An der Decke sorgt ein Ventilator für eine leichte Brise. Ich soll mich setzen, deutet mir der Chef. Was ich trinken möchte. Sanju empfiehlt Coconut Torri. Ich sage zu allem Ja. Mir wird ein Tonkrug mit einer milchigen Flüssigkeit und ein Glas gereicht. Das Torri prickelt so schön auf der Zunge. Ich gewöhne mich schnell an den fremden Geschmack und leere zwei, drei Gläschen.

Im Langbau nebenan führen zwei Männergruppen angeregte Gespräche. Frauen sehe ich weit und breit keine. Die sah ich unterwegs an ihren Häusern mit ihren Kindern und alten Leuten.

Der Chef reicht mir gegrillten Fisch mit Tomaten und Zwiebeln auf einem Bananenblatt. Ob ich Messer und Gabel haben könnte, frage ich. Kurz drauf erhalte ich die westlichen Kulturgüter und esse völlig alleingelassen mit meinem Coconut Torri den leckeren Fisch.

Ich zahle und werde dabei im Langhaus von mehreren ehrenwerten Herren in ihren Dhotis bierselig begrüßt.

Ich gehe zurück zum Boot. Sanju kommt angerannt und hilft mir wieder an Bord. Ob Coconut Torri Alkohol enthält, möchte ich wissen. Sanju ist sich da ganz sicher.
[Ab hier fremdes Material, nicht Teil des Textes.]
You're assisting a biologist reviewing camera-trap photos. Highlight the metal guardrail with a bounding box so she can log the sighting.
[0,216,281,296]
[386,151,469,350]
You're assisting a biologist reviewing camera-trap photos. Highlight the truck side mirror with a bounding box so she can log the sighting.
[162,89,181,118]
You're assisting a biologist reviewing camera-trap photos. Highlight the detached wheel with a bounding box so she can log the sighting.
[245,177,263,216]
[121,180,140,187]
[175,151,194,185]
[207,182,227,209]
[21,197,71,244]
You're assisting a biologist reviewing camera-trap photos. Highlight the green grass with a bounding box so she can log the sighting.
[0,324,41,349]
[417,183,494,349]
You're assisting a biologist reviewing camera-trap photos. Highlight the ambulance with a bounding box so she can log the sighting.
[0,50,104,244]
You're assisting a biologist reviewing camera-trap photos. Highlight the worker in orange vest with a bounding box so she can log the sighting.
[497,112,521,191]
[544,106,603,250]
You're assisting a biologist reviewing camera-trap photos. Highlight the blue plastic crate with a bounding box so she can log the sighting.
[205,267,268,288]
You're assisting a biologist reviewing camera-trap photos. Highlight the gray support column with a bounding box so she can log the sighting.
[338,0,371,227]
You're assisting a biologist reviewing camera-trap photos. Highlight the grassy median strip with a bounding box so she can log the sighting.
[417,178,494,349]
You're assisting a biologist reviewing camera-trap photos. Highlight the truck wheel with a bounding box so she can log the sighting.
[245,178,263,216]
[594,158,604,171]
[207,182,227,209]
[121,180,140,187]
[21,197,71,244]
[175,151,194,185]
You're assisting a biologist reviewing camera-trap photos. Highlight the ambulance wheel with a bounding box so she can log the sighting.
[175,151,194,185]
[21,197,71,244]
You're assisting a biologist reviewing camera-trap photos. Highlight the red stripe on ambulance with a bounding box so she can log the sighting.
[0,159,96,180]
Brahmanenmilan auf der Mauer
Brahmanenmilan auf der Mauer

Auf der Rückfahrt beobachtet uns von einer Mauer aus ein Brahmanenmilan und bleibt auch sitzen, während Sanju das Boot noch einmal zurückfährt.

Ein Fischer zieht sein rotes Netz mit einigen kleinen Fischen in sein Boot.

Wir erreichen den Ausgangspunkt unserer Houseboat-Fahrt. Sanju legt an. Ich verlasse das Boot. Auf die Minute genau vier Stunden. Ich zahle ihm fünf.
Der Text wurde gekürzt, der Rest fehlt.